La préfecture de police de Paris prévoit d'expérimenter l'usage des drones dans les prochaines semaines. Ces engins doivent notamment permettre de faciliter la collecte de l'information dans des endroits où l'engagement de policiers serait périlleux.

À la faveur d'un certain nombre de faits divers, les drones ont reçu ces derniers mois une importante couverture médiatique. Entre Amazon qui veut tester un nouveau type de livraison et ce jeune lycéen français condamné pour avoir survolé sans autorisation une commune, en passant par des tentatives de ravitaillement en drogue dans les prisons, les histoires ne manquent pas.

Des tests dans les semaines à venir

Il faut dire que l'usage de ces aérodynes est en plein développement en France et dans le monde. Signe de cette effervescence, même la préfecture de police de Paris prévoit d'expérimenter ces engins dans les prochaines semaines, selon une une information de l'agence de presse AEF et relayée sur Twitter par Pierre Januel, collaborateur parlementaire auprès d'Europe Écologie Les Verts.

Selon la lettre d'information (.pdf) de la préfecture de police en date du 6 août, ces tests seront organisés par la direction opérationnelle des services techniques et logistiques (DOSTL). Son directeur, Philippe Caron, a indiqué que l'usage des drones peut être envisagé pour "récupérer de l’information dans des zones risquées sans engager des personnels".

Une réflexion qui existe depuis 1992

L'intérêt des forces de l'ordre pour les drones n'est pas nouveau. Ces derniers sont par exemple mentionnés dans le livre blanc (.pdf) sur la sécurité publique de la préfecture de police de Paris. Appelant à "développer et mutualiser l'usage du vecteur aérien", le document estimait à l'époque que "les possibilités offertes par la voie aérienne sont sous exploitées" et plaidait en faveur des "mini-drones".

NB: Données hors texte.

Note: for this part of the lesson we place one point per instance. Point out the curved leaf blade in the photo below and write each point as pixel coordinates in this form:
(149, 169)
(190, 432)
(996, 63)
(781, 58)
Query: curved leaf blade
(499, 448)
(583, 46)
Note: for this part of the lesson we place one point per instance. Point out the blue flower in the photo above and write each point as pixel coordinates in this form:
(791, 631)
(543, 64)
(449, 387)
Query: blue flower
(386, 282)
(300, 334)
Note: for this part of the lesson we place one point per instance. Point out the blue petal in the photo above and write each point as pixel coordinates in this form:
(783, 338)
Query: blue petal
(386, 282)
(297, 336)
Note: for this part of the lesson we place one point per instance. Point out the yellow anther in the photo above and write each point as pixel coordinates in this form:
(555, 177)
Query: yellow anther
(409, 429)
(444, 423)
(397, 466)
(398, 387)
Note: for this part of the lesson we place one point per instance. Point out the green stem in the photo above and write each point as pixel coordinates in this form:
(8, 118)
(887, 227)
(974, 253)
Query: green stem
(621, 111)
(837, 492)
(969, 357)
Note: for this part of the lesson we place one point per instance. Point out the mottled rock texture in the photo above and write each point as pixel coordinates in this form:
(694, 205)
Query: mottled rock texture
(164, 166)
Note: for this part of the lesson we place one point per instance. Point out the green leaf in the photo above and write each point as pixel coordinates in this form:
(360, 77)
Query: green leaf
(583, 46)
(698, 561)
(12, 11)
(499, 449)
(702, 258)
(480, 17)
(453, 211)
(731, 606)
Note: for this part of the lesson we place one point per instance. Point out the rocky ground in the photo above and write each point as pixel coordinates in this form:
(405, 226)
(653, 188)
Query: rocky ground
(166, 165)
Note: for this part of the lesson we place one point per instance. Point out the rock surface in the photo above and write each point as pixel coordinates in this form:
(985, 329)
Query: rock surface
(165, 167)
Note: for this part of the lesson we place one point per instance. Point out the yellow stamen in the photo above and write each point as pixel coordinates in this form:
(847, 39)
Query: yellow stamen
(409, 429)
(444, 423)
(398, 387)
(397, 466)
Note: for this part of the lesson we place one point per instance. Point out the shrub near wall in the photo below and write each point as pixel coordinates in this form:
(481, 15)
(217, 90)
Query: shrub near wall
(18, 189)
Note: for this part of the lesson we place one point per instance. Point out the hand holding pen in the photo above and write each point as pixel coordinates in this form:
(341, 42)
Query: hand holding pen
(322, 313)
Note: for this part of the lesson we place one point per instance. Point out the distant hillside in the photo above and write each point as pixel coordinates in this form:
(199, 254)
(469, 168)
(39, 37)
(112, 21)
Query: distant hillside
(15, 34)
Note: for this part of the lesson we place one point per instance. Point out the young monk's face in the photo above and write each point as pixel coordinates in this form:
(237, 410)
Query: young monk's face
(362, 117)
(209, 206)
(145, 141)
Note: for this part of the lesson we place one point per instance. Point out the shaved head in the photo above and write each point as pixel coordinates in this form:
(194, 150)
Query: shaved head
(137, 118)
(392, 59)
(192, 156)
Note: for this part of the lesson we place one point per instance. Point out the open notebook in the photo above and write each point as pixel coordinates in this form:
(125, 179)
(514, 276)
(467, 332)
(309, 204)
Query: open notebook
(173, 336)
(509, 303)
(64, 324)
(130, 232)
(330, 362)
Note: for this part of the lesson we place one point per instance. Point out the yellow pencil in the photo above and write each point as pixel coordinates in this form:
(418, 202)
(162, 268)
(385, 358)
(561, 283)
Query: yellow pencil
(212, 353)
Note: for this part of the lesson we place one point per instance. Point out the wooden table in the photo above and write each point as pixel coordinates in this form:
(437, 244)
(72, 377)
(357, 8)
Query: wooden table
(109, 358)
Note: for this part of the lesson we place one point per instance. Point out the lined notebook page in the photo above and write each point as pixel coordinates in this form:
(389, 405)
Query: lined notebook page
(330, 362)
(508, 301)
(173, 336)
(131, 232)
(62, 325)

"Plus simple et plus réactif, le mini-drone peut assurer des missions discrètes de surveillance et d’observation mais sur de courtes distances et durées. Le problème toujours en suspens pour ce vecteur est le cadre juridique de mise en œuvre car les réglementations aériennes sont particulièrement strictes, et ce d’autant plus que le drone évolue au-dessus de l'espace urbain", était-il indiqué.

L'acceptabilité de certaines technologies était alors posée. Dans le livre blanc, il était suggéré de procéder à une évaluation au regard de leur caractère "particulièrement sensible"

"Par exemple celui des drones qui obligera à la résolution de nombreuses difficultés juridiques, voire à la définition d’un nouveau cadre réglementaire. Ainsi, cette analyse doit intégrer la législation interne et ne pas négliger les évolutions qui seront induites par les textes européens", développait le livre blanc.

Bruxelles s'empare du sujet

Dans le cas des drones civils, qui sont d'ores et déjà encadrés par la législation, ce sujet est aujourd'hui entre les mains de la Commission européenne. En avril, Bruxelles a en effet annoncé le lancement d'une réflexion sur un renforcement des règles encadrant l'utilisation et la sécurité des drones civils en Europe, notamment pour la protection de la vie privée.